Water ice is one of the most abundant solid substances in nature and hydrated protons on the ice surfaces critically influence physical and chemical properties of ices. Hydrated protons are easily doped into the hydrogen-bond (HB) networks when acidic impurities are present. In contrast, in pure water molecular systems, they are generated solely by the thermal ionization of water molecules (H2O⇆H+hyd + OH-hyd). Therefore, the proton activity inherent to water ice is determined by the amount and mobility of hydrated protons derived from the autoionization.
Considerable discussions have been made, yet not been settled, on whether the activity of hydrated protons is substantially enhanced at the surface of water ice. This is crucially important problem for understanding the impact of ice surface ubiquitous in nature on a wide variety of heterogeneous phenomena, such as charge generation, separation and trapping in a thunder storm, photochemical destruction of the earth's ozone layer, and even the molecular evolution in space, etc.
Very recently, researchers led by Toshiki Sugimoto, Associate Professor at the Institute for Molecular Science, succeeded in directly and quantitatively demonstrating that the proton activity is significantly enhanced at the surfaces of low-temperature ice. On the basis of simultaneous experimental observation of the H/D isotopic exchange of water molecules at the surface and in the interior of double-layer crystalline-ice films composed of H2O and D2O, they reported three major discoveries of the unique enhancement of surface proton activity: (1) proton activity proved by the H/D exchange at the topmost surface is at least three orders of magnitude higher than in the interior even below 160 K; (2) the enhanced proton activity is dominated by autoionization process of water molecules rather than proton transfer process at ice surface; (3) as a consequence of surface promoted autoionization, the concentration of surface hydrated protons is estimated to be more than six orders of magnitude higher than that in the bulk.
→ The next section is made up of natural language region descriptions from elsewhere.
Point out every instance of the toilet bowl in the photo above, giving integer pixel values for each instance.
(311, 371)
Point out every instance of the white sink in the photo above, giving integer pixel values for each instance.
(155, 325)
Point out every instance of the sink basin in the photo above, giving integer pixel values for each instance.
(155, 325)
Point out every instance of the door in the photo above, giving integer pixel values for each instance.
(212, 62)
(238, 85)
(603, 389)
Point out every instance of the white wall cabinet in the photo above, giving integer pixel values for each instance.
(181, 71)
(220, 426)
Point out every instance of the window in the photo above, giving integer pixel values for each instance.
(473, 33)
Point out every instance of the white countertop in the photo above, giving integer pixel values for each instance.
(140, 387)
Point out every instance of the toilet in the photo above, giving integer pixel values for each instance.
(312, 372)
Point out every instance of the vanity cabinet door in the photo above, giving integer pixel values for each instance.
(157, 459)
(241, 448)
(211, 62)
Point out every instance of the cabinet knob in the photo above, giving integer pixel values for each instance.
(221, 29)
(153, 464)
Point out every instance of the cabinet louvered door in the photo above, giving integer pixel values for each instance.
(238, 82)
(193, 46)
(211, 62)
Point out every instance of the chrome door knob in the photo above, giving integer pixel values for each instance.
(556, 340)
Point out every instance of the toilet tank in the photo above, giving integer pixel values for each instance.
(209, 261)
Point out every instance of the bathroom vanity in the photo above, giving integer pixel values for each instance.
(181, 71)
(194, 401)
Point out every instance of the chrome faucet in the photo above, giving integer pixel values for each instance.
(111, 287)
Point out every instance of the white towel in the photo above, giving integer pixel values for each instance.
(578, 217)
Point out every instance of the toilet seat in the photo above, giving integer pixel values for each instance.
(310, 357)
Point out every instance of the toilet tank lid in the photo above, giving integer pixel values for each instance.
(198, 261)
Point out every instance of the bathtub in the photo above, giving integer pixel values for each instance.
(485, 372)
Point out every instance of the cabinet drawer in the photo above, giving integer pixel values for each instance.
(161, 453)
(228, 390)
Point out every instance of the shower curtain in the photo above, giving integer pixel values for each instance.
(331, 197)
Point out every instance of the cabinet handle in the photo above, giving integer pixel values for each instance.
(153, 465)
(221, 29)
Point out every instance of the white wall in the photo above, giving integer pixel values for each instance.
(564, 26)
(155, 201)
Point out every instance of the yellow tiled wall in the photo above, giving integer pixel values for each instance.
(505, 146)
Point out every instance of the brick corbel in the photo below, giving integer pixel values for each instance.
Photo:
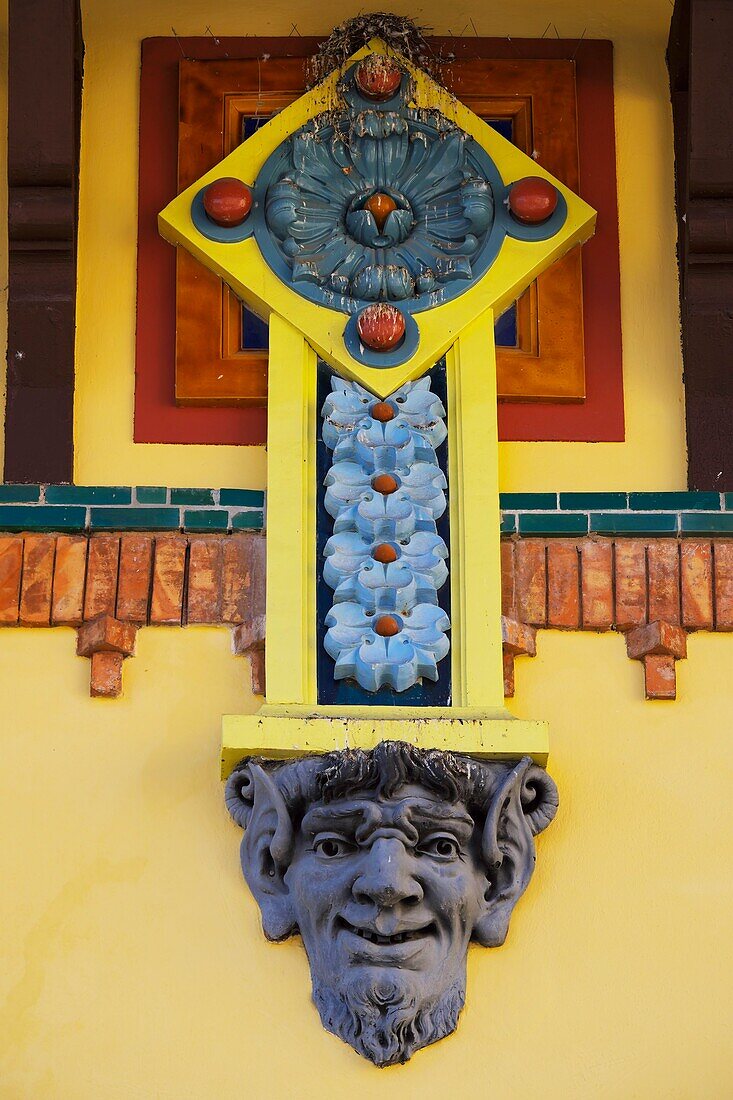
(517, 639)
(658, 646)
(107, 641)
(249, 641)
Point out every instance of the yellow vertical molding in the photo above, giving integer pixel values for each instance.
(291, 603)
(474, 518)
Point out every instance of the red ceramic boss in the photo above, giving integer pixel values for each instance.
(381, 327)
(227, 201)
(533, 200)
(378, 77)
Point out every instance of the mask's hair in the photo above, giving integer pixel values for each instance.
(383, 771)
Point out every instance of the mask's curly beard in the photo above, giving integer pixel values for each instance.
(382, 1020)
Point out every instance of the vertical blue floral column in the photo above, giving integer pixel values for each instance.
(385, 560)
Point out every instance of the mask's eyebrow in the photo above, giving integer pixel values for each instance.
(431, 817)
(356, 815)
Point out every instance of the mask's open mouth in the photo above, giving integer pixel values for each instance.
(397, 937)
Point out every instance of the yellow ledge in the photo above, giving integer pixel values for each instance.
(282, 732)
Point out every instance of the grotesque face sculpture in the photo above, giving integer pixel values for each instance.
(389, 862)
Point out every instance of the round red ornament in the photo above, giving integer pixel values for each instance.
(533, 200)
(385, 553)
(381, 327)
(380, 206)
(378, 77)
(385, 484)
(227, 201)
(382, 411)
(386, 626)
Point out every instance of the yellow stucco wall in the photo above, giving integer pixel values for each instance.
(132, 960)
(654, 454)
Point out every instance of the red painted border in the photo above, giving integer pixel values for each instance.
(600, 418)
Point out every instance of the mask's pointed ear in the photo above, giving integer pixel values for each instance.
(523, 804)
(255, 802)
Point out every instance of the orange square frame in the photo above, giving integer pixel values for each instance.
(159, 418)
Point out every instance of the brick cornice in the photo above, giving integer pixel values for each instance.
(107, 585)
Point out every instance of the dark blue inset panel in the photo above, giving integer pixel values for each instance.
(255, 332)
(347, 692)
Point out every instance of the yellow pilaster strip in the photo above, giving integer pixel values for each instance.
(291, 605)
(477, 678)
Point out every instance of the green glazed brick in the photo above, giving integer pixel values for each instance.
(674, 502)
(588, 502)
(20, 494)
(247, 519)
(700, 523)
(627, 523)
(88, 494)
(42, 518)
(192, 496)
(209, 519)
(528, 502)
(152, 494)
(554, 524)
(241, 497)
(137, 519)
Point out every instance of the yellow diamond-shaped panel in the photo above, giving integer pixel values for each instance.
(243, 267)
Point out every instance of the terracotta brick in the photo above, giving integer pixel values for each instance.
(518, 637)
(133, 586)
(696, 579)
(11, 564)
(258, 670)
(509, 580)
(100, 597)
(236, 578)
(663, 571)
(69, 575)
(597, 584)
(507, 659)
(168, 575)
(659, 677)
(531, 581)
(204, 604)
(723, 572)
(631, 583)
(106, 679)
(562, 584)
(37, 580)
(657, 638)
(108, 635)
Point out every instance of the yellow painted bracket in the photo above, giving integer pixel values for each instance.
(292, 722)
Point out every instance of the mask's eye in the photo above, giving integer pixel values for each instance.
(331, 847)
(440, 846)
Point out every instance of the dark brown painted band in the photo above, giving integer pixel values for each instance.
(43, 161)
(699, 57)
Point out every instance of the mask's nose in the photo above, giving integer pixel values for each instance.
(386, 878)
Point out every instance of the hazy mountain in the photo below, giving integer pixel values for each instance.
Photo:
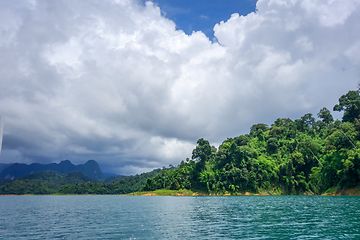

Correlating these results with molecular-level structure and dynamics of the low-temperature ice surface, they discussed that the cooperative structural fluctuations allowed in the undercoordinated surface molecules but inhibited in the fully coordinated interior molecules facilitate the autoionization and dominate the proton activity at the ice surface. Because the lower limit of temperature of the earth's atmosphere is ~120 K around the mesopause, the surface of crystalline ice on earth is unlikely to be solidly ordered but would inevitably be highly fluctuated. In nature, such dynamic features facilitate the autoionization of water molecules and thus enhance the proton activity at the surface of crystalline ice. "Our results not only advance the physical chemistry of interfacial hydrogen bonds but also provide a firm basis for elucidating the key properties of ice surface that are of great interest in a variety of phenomena relevant to the dynamics of hydrated protons," says Sugimoto.